Trying to switch from OnceCell to Lazy

I made this minimal example:

use once_cell; // 1.17.0
use rand; // 0.8.5

use once_cell::sync::{OnceCell, Lazy};
use rand::rngs::StdRng;
use rand::{SeedableRng, Rng};

static A: OnceCell<i32> = OnceCell::new();
static B: OnceCell<i32> = OnceCell::new();

fn init() {
    let mut r = StdRng::seed_from_u64(12345);
    A.set(r.gen()).unwrap();
    B.set(r.gen()).unwrap();
}

fn main() {
    init();
    dbg!((A.get().unwrap(), B.get().unwrap()));
}

By trying to be more idiomatic (and remove a lot of .get().unwrap()) , I wanted to switch from OnceCell to Lazy since after their initialization neither A or B will change. The problem is that their initialization is order dependent, and main has to remain the same (so I cannot make a Lazy<(i32, i32)>) so the only solution I see would be to have something like static destructuring:

use once_cell; // 1.17.0
use rand; // 0.8.5

use once_cell::sync::{OnceCell, Lazy};
use rand::rngs::StdRng;
use rand::{SeedableRng, Rng};

static (A, B): Lazy<(i32, i32)> = Lazy::new(|| init());

fn init() {
    let mut r = StdRng::seed_from_u64(12345);
    A.set(r.gen()).unwrap();
    B.set(r.gen()).unwrap();
    (A, B)
}

fn main() {
    init();
    dbg!((A.get().unwrap(), B.get().unwrap()));
}

How would you achieve this ? Or maybe it's unnecessary and OnceCell are already good enough ?

What do you mean by this? If you mean that A and B must be initialized in that order, then that's exactly what you achieve by a Lazy<(i32, i32)>. Accordingly, this works predictably.

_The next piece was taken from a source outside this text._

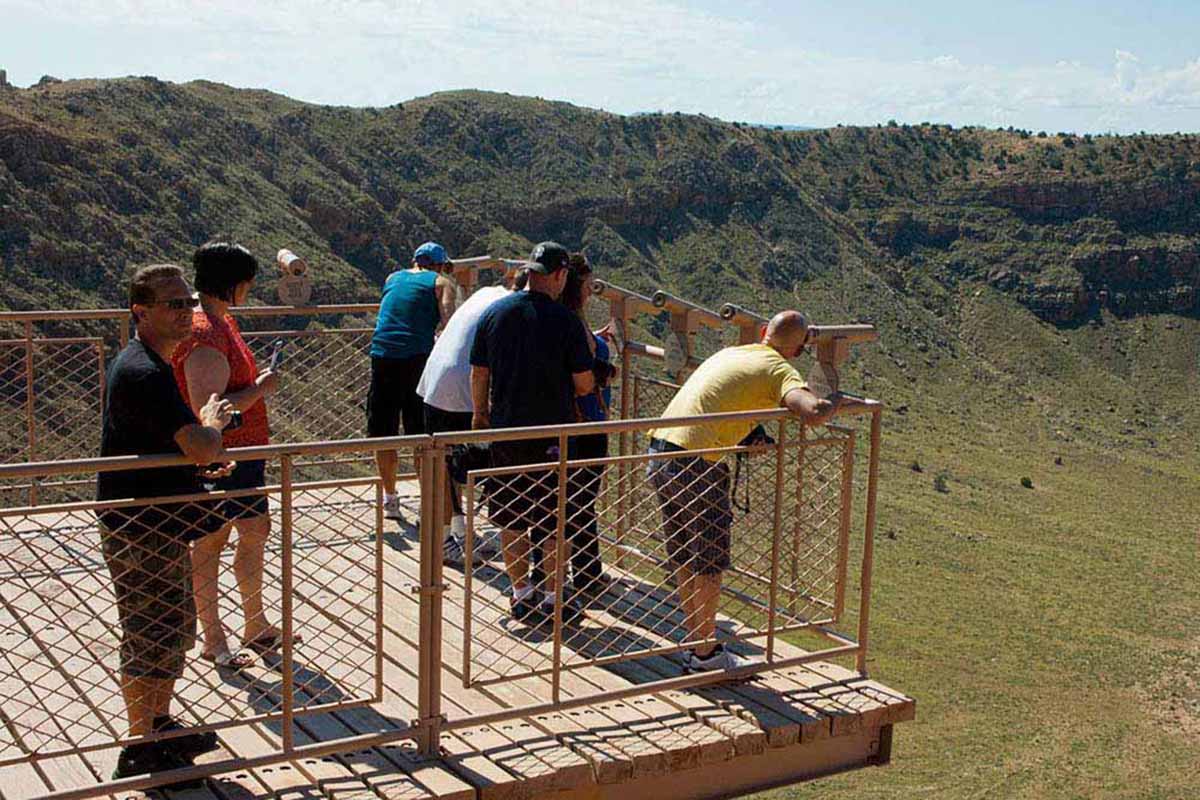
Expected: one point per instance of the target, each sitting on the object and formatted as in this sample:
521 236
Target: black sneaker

If you mean that for some weird reason, you need to syntactically preserve the variable names A and B as separate items, then just move the side-effect-less field getter logic into them, and let the initializer logic remain atomic.

2 Likes

If you still want to be able to access the values via A and B statics, you could also do something like this

Playground

use std::ops::Deref;

use once_cell::sync::{Lazy, OnceCell};
use rand::rngs::StdRng;
use rand::{Rng, SeedableRng};

static BOTH: Lazy<(i32, i32)> = Lazy::new(|| {
    let mut r = StdRng::seed_from_u64(12345);
    (r.gen(), r.gen())
});

static A: LazyA = LazyA(&BOTH);
static B: LazyB = LazyB(&BOTH);

pub struct LazyA(&'static Lazy<(i32, i32)>);

impl Deref for LazyA {
    type Target = i32;

    fn deref(&self) -> &Self::Target {
        &self.0 .0
    }
}

pub struct LazyB(&'static Lazy<(i32, i32)>);

impl Deref for LazyB {
    type Target = i32;

    fn deref(&self) -> &Self::Target {
        &self.0 .1
    }
}

fn main() {
    dbg!((*A, *B));
}

Oh, I didn't know that you could initialize some Lazys with other Lazys. Thanks !

Why couldn't you? The point of a Lazy is that it allows you to execute arbitrary code upon first access. Surely that includes accessing other globals.

The definition of Lazy<T> says that the initializer must satisfy FnOnce() -> T, i.e., a function returning a T, and in particular the default initializer type is fn() -> T, i.e., a pointer to a function that returns a value of the given type. This doesn't forbid accessing other statics in the body of the initializer. It's just a regular, plain old function.